Pour la première fois depuis très longtemps, cette année-ci, je ne vais rien arrêter, rien entreprendre, ni rien recommencer de manière radicale. Je ne vais pas considérer mon tempérament naturel comme problématique ou mes excès comme pathologiques. Pas d’annonce bruyante de reprise quotidienne du sport, pas de défi spectaculaire lancé à moi-même, pas d’engagement drastique intenable, pas question de tour de vis, pas question de se serrer la ceinture. Juste me promettre que ce regard-là, bienveillant, perdure dans le temps. Juste me promettre de respecter cette nouvelle horloge interne.

Dans le miroir, c’est moins une femme qui a pris du poids qu’un monde ankylosé dans ses contradictions que je dois désormais observer. Nous avons tous et toutes morflé, d’une manière ou d’une autre. Cela ne me réjouit pas de me sentir comme une oie gavée parmi d’autres oies gavées mais je dois bien avouer que le fait que la blessure soit collective, ça me désangoisse et ça me déculpabilise. C’est ça en moins à porter individuellement sur les épaules.
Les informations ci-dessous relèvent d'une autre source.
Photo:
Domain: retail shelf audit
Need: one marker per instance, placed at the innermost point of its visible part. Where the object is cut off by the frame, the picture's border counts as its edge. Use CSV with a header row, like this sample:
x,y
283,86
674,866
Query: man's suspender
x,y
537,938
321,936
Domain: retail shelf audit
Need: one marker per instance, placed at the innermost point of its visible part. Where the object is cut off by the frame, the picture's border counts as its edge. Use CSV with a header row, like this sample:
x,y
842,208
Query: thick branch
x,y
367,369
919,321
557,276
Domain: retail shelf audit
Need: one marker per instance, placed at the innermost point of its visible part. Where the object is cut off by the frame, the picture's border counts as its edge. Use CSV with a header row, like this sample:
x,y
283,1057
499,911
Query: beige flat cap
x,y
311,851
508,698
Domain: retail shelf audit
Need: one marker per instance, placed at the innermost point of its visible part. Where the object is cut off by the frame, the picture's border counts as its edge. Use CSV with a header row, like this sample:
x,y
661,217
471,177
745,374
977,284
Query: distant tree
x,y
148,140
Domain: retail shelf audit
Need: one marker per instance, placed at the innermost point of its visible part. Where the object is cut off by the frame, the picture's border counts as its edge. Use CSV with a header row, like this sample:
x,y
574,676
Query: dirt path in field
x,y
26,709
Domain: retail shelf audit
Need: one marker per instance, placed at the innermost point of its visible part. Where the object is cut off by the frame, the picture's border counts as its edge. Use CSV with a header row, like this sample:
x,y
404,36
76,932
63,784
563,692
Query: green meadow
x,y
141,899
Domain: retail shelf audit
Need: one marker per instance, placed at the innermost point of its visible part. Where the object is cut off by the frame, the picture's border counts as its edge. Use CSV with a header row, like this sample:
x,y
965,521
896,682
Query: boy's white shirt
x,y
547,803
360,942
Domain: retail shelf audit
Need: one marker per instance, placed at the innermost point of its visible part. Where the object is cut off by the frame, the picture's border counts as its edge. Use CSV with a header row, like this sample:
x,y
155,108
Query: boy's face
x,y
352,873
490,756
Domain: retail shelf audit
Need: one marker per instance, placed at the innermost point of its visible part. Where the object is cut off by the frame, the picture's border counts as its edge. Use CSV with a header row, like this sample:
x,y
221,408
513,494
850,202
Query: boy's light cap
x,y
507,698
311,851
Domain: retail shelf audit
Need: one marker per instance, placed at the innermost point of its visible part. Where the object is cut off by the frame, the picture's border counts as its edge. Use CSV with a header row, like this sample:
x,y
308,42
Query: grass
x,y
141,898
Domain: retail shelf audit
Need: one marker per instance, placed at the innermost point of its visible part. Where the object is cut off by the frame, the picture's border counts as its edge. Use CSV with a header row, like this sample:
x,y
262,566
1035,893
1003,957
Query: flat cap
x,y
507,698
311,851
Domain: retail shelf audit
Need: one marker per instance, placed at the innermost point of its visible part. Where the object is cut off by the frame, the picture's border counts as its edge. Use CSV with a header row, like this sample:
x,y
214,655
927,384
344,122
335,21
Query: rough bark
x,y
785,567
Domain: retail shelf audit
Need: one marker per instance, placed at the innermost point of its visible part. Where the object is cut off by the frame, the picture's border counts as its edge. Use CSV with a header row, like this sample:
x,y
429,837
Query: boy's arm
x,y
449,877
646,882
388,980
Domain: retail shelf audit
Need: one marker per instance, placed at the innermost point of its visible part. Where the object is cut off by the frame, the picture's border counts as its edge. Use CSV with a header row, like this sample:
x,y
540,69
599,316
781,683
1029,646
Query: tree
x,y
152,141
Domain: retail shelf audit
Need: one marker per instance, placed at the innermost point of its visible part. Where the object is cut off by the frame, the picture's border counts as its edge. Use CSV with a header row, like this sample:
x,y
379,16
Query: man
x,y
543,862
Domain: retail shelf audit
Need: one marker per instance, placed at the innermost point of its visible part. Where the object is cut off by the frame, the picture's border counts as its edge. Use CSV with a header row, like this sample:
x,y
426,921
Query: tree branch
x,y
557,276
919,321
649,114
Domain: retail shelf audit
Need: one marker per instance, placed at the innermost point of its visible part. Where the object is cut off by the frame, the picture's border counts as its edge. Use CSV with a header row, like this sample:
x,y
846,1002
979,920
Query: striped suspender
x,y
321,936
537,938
On dirait d’ailleurs que, ce matin, l’univers a entendu mes besoins de douceur. En allant faire mes grosses courses, comme disent les mères de famille, j’ai pu entendre, devant les packs de lait et devant les éponges à récurer, des meilleurs voeux de personnes qui se recroisaient pour la première fois depuis longtemps. Dans la file pour la caisse, m’est même parvenu un « Tu le mérites tellement! ». Note pour plus tard: en janvier, les supermarchés sont de magnifiques lieux pour les antennes poétiques.